Here’s a look at players who could emerge from the shadows this weekend in Phoenix:
Gonzaga: The West Region’s top seed has freshman Zach Collins, a 7-foot McDonald’s All-American, coming off the bench behind center Przemek Karnowski. Collins is averaging 9.9 points and 5.7 rebounds while shooting 65.4 percent, and he’s doing it in just 17.2 minutes per game entering the semifinals against South Carolina in a matchup of two first-time Final Four programs. Oregon: On a team led by Dillon Brooks and Tyler Dorsey, 6-9 junior Jordan Bell is averaging 10.9 points and 8.6 rebounds. But after the Ducks lost shot-blocker Chris Boucher to a knee injury during the Pac-12
Tournament, Bell proved his ability to dominate inside by finishing with 11 points, 13 rebounds and eight blocks in the Midwest Region final to help the Ducks beat No. 1 seed Kansas for their first Final Four since winning the 1939 NCAA title.
South Carolina: Rakym Felder is the “New York City point guard” coach Frank Martin says he wanted. The 5-10 freshman has started just once all year and plays 14.5 minutes per game, but has had some key production in the NCAA Tournament — most notably by tallying 15 points, four rebounds and three assists in the upset of No. 2 seed Duke in the East Region’s second round. Felder is shooting a teambest 43 percent from 3-point range while averaging 5.7 points entering the Gonzaga game. AP All-American team: Frank Mason III was a last-minute recruit for Kansas. He turned into the Jayhawks’ latest All-American.
The senior guard was the only unanimous selection to the 2016-17 AP All-America team Tuesday, receiving all first-team votes from the same 65-member national media panel that selects the weekly AP Top 25.
“I love the kid and I think he knows how I feel about him, but I’ve never been more proud — not that he’s won a postseason award — but he’s done everything that he’s supposed to do,” Kansas coach Bill Self said. “He’s been a great teammate, he’s been tough as nails, he’s worked his butt off, he’s loved by everyone in the academic departments, graduated, and to see him reap these benefits after putting in so much time is an unbelievable honor.”

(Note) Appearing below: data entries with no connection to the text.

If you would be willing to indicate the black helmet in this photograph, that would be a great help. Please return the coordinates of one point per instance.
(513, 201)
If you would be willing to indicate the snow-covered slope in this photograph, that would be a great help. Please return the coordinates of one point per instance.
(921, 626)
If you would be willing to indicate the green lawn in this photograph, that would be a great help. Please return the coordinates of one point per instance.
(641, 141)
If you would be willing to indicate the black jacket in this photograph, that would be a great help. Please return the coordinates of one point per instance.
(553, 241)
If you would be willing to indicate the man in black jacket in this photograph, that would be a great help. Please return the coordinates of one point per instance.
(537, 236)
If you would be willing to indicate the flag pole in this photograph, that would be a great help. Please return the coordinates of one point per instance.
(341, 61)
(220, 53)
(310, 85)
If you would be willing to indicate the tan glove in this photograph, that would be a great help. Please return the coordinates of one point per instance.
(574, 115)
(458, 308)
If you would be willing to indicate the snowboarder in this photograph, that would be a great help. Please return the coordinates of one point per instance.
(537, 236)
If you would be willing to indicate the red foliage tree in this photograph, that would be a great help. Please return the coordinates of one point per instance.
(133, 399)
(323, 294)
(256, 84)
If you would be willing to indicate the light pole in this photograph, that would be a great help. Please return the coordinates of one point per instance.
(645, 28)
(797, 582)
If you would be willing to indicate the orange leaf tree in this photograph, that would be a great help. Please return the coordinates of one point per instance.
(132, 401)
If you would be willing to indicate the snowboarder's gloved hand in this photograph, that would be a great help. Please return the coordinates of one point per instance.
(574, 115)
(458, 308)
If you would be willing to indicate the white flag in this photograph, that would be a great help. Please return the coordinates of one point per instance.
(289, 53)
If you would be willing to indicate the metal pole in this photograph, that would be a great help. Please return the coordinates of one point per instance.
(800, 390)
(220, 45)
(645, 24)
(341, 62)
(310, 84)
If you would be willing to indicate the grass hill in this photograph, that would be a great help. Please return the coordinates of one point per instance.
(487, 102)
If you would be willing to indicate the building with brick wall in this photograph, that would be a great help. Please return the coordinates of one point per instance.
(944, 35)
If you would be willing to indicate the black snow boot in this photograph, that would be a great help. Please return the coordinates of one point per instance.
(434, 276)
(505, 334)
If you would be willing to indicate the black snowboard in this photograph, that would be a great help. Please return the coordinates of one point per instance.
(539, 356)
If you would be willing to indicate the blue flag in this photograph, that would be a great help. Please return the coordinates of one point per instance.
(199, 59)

The rest of the All-America team includes guards Josh Hart of Villanova and Lonzo Ball of UCLA, plus forwards Caleb Swanigan of Purdue and Justin Jackson of North Carolina. Votes were based on the regular season and conference tournaments.
Mason averaged 20.8 points, 4.1 rebounds and 5.1 assists while shooting 48.7 percent from 3-point range.
Hart, a senior who was key to Villanova’s 2016 national championship, averaged 18.9 points and 6.5 rebounds. He received 62 first-team votes.
The sophomore Swanigan led the nation with 26 double-doubles, and freshman Ball already has declared for the NBA draft after averaging 14.6 points, 6.1 rebounds and 7.9 assists a game for the Bruins.
Jackson, a junior, averaged 18.1 points and 4.6 rebounds this season.
North Carolina sophomore Luke Maye was averaging just 5.1 points in 13.8 minutes per game, but had 17 points and the winning basket on Sunday.